Folks. Take It for what It is. We are children of nostalgia whether we lived through the 80s, 90s or the day of today, and it is our very sense of connection to our past that make these films and TV shows just so special in our black hearts of cheerful nihilism. These works of film are not just nostalgic; they're accurate; they're frighteningly realistic which makes us care for the helpless characters way more than we bargained for.

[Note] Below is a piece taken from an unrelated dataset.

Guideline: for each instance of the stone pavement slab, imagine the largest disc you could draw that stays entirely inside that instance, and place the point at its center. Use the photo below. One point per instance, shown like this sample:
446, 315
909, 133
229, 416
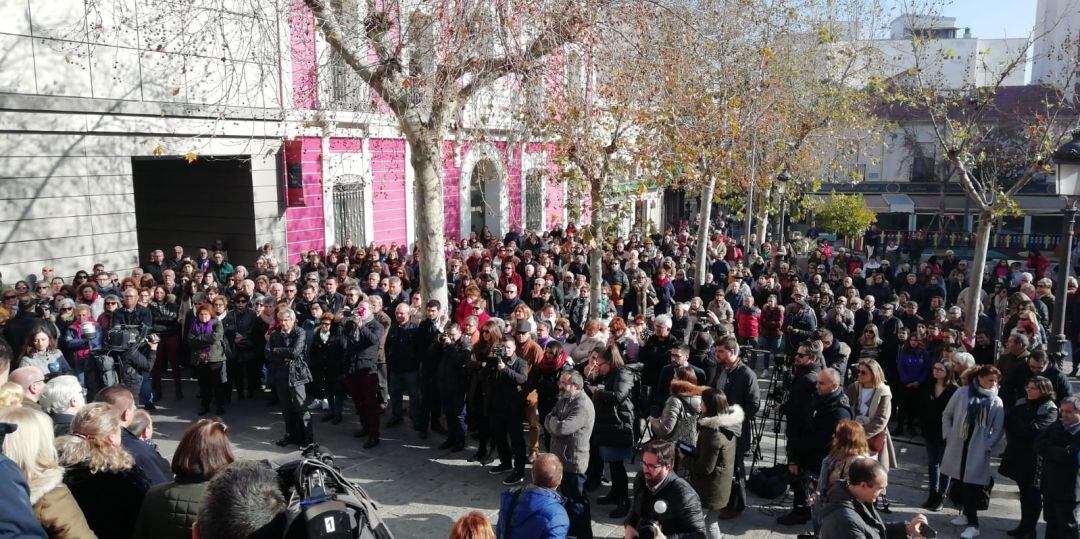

These kids tap in to not just who we were as children but who we as children have evolved into today (and if the gods of cinema allow, this is exactly why IT: Chapter Two should be an emotional sendoff for these characters having grown up from terrorized children to fractured adults) and it's because we relate to the very real evolution of these kids becoming adults before our very eyes that we resonate with them so much, even if these poor, victimized kids only exist in the fictitious world of a murderous clown that takes the shape of whatever it is they fear the most so it can kill them.
And that's a terrifyingly beautiful thing.